Background: Cerebrospinal fluid bacterial culture is the gold-standard for confirmation of acute bacterial meningitis, but many cases are not culture confirmed. Antibiotics reduce the chance of a microbiological diagnosis. Objective to evaluate efficacy of Heparin-binding protein in diagnosis of bacterial meningitis.
Patients: 30 patients diagnosed with acute bacterial meningitis, 30 viral meningitis, and 30 subjects with normal CSF findings.
Design: Diagnosis was based on history, clinical criteria, CSF examination, latex agglutination & culture, and sensitivities and response to therapy. HBP was measured using enzyme-linked immunosorbent technique in both serum & CSF.

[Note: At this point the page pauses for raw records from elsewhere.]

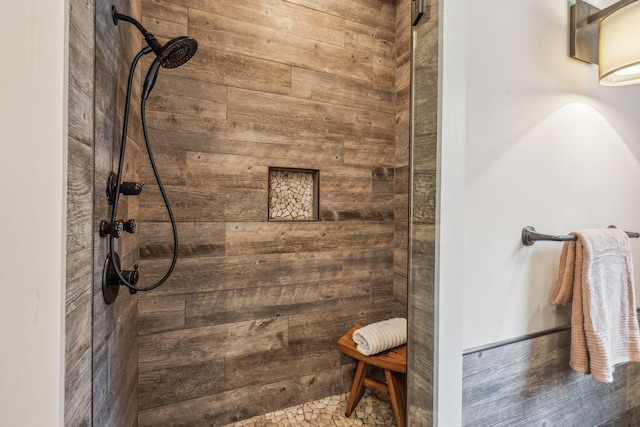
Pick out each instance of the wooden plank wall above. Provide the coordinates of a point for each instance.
(402, 141)
(530, 383)
(115, 364)
(421, 293)
(248, 322)
(79, 256)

Results: Cerebrospinal fluid HBP levels averaged 0.82±0.3ng/mL in controls, 3.3±1.7ng/mL in viral and 174.8±46.7ng/mL in bacterial meningitis. Mean serum level was 0.84±0.3ng/mL in the controls, 3.7±1.9ng/mL in viral, and 192.2±56.6ng/mL in bacterial meningitis. Both HBP levels were significantly higher in patients with bacterial meningitis. Cut-offs of 56.7ng/ml and 45.3ng/ml in cerebrospinal fluid & serum showed 100% overall accuracy. Even in patients who received prior antibiotics, remained elevated.
Conclusion: Serum Heparin-binding protein serves as a non-invasive potential marker of acute bacterial meningitis even in partially treated cases.